Mapping Compatibility Check

public class MappingValidator {

    /**
     * Validate that a new mapping is compatible with the existing one.
     * Returns a list of incompatible changes that require reindexing.
     */
    public List<String> validateCompatibility(
            Map<String, Property> currentMapping,
            Map<String, Property> newMapping) {

        List<String> incompatibilities = new ArrayList<>();

        for (Map.Entry<String, Property> entry : newMapping.entrySet()) {
            String fieldName = entry.getKey();
            Property newProp = entry.getValue();

            if (!currentMapping.containsKey(fieldName)) {
                continue;  // New field, always compatible
            }

            Property currentProp = currentMapping.get(fieldName);

            if (!currentProp._kind().equals(newProp._kind())) {
                incompatibilities.add(
                    "Field '%s': type change from %s to %s requires reindex"
                        .formatted(fieldName, currentProp._kind(), newProp._kind())
                );
            }
        }

        for (String fieldName : currentMapping.keySet()) {
            if (!newMapping.containsKey(fieldName)) {
                incompatibilities.add(
                    "Field '%s': removal requires reindex (cannot remove fields from mapping)"
                        .formatted(fieldName)
                );
            }
        }

        return incompatibilities;
    }
}

The Measurement

Track mapping versions and migration history:

VersionChangeReindex RequiredMigration Time (1M docs)Downtime
v1Initial mappingN/AN/AN/A
v2Added difficulty_level keywordNo0 (PUT _mapping)0
v3Changed body analyzerYes12 minutes0 (alias swap)
v4Added embedding knn_vectorYes45 minutes (includes embedding generation)0 (alias swap)
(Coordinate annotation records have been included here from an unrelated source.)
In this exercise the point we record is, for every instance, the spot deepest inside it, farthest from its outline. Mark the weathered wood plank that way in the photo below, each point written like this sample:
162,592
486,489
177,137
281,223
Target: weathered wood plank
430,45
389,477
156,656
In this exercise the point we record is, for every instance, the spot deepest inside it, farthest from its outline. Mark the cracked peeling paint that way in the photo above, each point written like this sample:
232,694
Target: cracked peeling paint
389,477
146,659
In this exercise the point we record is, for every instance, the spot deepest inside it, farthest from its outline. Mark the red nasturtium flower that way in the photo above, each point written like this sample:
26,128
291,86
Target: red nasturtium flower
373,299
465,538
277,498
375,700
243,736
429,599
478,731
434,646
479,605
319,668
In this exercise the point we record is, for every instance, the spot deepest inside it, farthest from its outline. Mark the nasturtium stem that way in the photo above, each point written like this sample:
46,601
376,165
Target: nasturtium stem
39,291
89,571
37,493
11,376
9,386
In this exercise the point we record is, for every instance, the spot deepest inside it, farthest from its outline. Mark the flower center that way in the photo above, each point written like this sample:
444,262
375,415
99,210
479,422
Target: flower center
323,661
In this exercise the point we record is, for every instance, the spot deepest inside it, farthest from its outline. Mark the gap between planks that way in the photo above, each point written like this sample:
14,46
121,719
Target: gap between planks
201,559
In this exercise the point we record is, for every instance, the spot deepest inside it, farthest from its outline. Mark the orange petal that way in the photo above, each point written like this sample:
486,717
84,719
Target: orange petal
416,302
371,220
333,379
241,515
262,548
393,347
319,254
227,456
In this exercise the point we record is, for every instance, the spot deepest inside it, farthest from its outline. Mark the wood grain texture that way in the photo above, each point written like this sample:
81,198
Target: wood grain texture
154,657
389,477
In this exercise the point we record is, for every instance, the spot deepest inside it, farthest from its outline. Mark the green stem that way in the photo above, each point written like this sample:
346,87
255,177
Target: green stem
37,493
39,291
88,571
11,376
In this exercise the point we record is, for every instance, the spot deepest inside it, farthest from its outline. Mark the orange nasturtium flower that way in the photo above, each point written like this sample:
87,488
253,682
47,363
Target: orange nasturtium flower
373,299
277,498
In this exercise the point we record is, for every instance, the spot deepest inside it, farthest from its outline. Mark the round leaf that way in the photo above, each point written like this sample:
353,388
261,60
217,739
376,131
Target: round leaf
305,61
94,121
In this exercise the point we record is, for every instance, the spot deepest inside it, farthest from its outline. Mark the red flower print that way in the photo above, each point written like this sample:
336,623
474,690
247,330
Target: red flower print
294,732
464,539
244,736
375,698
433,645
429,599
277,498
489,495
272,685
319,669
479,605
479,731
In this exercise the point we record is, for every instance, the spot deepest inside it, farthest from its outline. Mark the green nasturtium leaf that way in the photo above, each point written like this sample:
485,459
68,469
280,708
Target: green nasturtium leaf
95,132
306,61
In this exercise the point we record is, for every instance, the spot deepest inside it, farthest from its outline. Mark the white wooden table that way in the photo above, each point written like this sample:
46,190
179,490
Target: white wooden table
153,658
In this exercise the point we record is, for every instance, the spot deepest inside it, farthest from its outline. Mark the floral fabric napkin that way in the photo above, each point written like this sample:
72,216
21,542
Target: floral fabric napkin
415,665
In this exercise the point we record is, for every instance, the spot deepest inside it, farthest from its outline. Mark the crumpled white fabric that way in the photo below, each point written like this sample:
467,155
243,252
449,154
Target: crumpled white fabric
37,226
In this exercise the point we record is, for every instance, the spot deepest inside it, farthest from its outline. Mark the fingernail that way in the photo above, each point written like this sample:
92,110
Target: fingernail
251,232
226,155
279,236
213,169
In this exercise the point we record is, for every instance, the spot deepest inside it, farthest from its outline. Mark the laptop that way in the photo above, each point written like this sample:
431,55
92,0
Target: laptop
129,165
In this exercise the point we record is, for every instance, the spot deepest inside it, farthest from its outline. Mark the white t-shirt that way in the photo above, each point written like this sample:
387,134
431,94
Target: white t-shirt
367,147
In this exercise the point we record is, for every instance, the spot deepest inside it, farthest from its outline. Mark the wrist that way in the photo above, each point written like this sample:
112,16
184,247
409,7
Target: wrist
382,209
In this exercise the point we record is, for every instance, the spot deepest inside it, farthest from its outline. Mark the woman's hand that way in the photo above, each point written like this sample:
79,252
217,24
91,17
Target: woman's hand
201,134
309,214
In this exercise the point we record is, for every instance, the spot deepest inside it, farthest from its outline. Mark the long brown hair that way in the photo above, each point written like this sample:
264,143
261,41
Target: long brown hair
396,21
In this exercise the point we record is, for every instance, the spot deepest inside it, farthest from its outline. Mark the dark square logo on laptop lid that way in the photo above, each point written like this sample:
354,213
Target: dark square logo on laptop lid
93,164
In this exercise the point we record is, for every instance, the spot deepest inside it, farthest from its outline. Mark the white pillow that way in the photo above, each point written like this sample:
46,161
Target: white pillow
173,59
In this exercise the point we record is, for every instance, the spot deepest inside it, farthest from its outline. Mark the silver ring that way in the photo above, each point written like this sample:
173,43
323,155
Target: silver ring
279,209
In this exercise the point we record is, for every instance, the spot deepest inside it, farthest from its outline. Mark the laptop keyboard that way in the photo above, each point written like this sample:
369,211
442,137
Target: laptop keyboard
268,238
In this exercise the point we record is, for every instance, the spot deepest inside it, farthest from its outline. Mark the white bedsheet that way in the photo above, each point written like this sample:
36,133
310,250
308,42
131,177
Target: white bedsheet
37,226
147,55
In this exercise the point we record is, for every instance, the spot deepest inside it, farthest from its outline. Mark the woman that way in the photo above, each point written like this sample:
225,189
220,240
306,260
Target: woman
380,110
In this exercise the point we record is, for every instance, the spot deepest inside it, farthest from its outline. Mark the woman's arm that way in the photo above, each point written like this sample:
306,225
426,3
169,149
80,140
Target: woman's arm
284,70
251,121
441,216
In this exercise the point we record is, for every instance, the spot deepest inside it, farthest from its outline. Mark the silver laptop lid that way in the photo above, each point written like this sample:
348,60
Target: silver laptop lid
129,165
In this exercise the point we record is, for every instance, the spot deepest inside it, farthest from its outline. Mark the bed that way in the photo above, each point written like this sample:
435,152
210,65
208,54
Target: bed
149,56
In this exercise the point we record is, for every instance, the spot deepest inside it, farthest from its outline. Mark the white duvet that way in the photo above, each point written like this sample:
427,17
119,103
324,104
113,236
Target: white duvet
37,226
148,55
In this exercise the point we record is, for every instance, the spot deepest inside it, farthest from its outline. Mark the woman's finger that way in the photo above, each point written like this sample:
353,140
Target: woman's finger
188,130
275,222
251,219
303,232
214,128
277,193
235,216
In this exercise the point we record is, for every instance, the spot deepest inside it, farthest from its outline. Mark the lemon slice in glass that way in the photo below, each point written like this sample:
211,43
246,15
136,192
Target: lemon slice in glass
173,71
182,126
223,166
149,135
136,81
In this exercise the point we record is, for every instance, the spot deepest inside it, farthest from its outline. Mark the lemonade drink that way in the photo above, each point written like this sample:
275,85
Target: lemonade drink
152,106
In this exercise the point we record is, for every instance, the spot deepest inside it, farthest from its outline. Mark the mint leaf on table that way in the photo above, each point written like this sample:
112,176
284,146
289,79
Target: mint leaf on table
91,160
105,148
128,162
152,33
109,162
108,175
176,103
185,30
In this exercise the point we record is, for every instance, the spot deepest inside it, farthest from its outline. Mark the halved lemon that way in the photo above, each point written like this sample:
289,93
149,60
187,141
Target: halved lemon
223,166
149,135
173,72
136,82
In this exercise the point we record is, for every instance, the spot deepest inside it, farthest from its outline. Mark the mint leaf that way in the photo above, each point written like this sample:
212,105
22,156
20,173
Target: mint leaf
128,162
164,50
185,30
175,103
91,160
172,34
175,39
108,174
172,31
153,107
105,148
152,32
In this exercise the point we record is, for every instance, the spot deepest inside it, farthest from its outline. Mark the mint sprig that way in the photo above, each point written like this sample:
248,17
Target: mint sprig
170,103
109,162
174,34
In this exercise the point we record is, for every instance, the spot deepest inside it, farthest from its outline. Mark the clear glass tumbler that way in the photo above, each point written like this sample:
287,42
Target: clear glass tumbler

The reindex time is proportional to document count and inversely proportional to bulk indexing throughput. With the alias-based access pattern, downtime is zero: the alias swap is atomic.

The Decision Rule

Always access indices through aliases. Never reference index names directly in application code. This makes reindexing a deployment operation, not a code change.

Version-suffix index names. When a mapping change requires reindexing, create the new versioned index, reindex into it, verify with the migration test, and atomically swap the alias. The old index can be deleted after verification.

Test mapping migrations with Testcontainers in CI. The test should verify document count preservation and search behavior stability. A mapping migration that changes search results should be intentional and measured with the relevance evaluation framework (chapter 9), not discovered in production.